Tracking calcium dynamics from individual neurons in behaving animals
Author(s) -
Thibault Lagache,
Alison Hanson,
Jesús Pérez-Ortega,
Adrienne L. Fairhall,
Rafael Yuste
Publication year - 2021
Publication title -
plos computational biology/plos computational biology
Language(s) - English
Resource type - Journals
SCImago Journal Rank - 2.628
H-Index - 182
eISSN - 1553-7358
pISSN - 1553-734X
DOI - 10.1371/journal.pcbi.1009432
Subject(s) - calcium imaging , premovement neuronal activity , tracking (education) , neuroscience , neuron , concatenation (mathematics) , computer science , biological neural network , calcium , visual cortex , biological system , artificial intelligence , computer vision , physics , biology , chemistry , mathematics , psychology , organic chemistry , combinatorics , pedagogy
Measuring the activity of neuronal populations with calcium imaging can capture emergent functional properties of neuronal circuits with single cell resolution. However, the motion of freely behaving animals, together with the intermittent detectability of calcium sensors, can hinder automatic monitoring of neuronal activity and their subsequent functional characterization. We report the development and open-source implementation of a multi-step cellular tracking algorithm (Elastic Motion Correction and Concatenation or EMC 2 ) that compensates for the intermittent disappearance of moving neurons by integrating local deformation information from detectable neurons. We demonstrate the accuracy and versatility of our algorithm using calcium imaging data from two-photon volumetric microscopy in visual cortex of awake mice, and from confocal microscopy in behaving Hydra , which experiences major body deformation during its contractions. We quantify the performance of our algorithm using ground truth manual tracking of neurons, along with synthetic time-lapse sequences, covering a wide range of particle motions and detectability parameters.
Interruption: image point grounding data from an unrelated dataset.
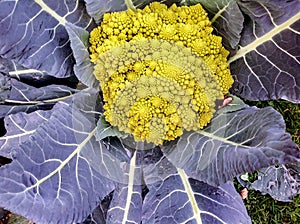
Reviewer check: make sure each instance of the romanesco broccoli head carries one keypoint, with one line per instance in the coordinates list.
(161, 70)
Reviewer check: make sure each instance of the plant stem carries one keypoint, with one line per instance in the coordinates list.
(130, 5)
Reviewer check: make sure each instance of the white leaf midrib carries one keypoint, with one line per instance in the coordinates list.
(266, 37)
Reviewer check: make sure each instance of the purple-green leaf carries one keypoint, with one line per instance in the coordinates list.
(33, 33)
(282, 182)
(173, 197)
(49, 180)
(235, 142)
(267, 64)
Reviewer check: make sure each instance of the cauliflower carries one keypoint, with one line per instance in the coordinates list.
(160, 69)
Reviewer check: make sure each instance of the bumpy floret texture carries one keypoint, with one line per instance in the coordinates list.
(161, 70)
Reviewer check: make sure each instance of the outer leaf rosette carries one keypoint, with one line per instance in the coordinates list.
(161, 70)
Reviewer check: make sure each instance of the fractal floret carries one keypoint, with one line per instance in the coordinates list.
(161, 70)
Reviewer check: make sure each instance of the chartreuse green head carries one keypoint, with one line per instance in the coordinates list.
(161, 70)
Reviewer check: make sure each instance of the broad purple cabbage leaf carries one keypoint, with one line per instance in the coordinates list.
(69, 167)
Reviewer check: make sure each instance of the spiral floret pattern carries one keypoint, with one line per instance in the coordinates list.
(160, 69)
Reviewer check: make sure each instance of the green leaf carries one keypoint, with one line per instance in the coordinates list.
(174, 197)
(282, 182)
(104, 130)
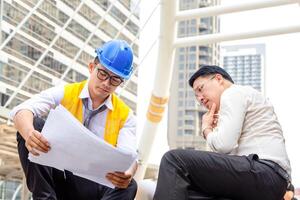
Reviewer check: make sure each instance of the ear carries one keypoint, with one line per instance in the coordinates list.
(219, 78)
(91, 67)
As a demonstration of the utility of the algorithm, we monitor for several days calcium activity of the same neurons in layer 2/3 of mouse visual cortex in vivo , finding significant turnover within the active neurons across days, with only few neurons that remained active across days. Also, combining automatic tracking of single neuron activity with statistical clustering, we characterize and map neuronal ensembles in behaving Hydra , finding three major non-overlapping ensembles of neurons (CB, RP1 and RP2) whose activity correlates with contractions and elongations. Our results show that the EMC 2 algorithm can be used as a robust and versatile platform for neuronal tracking in behaving animals.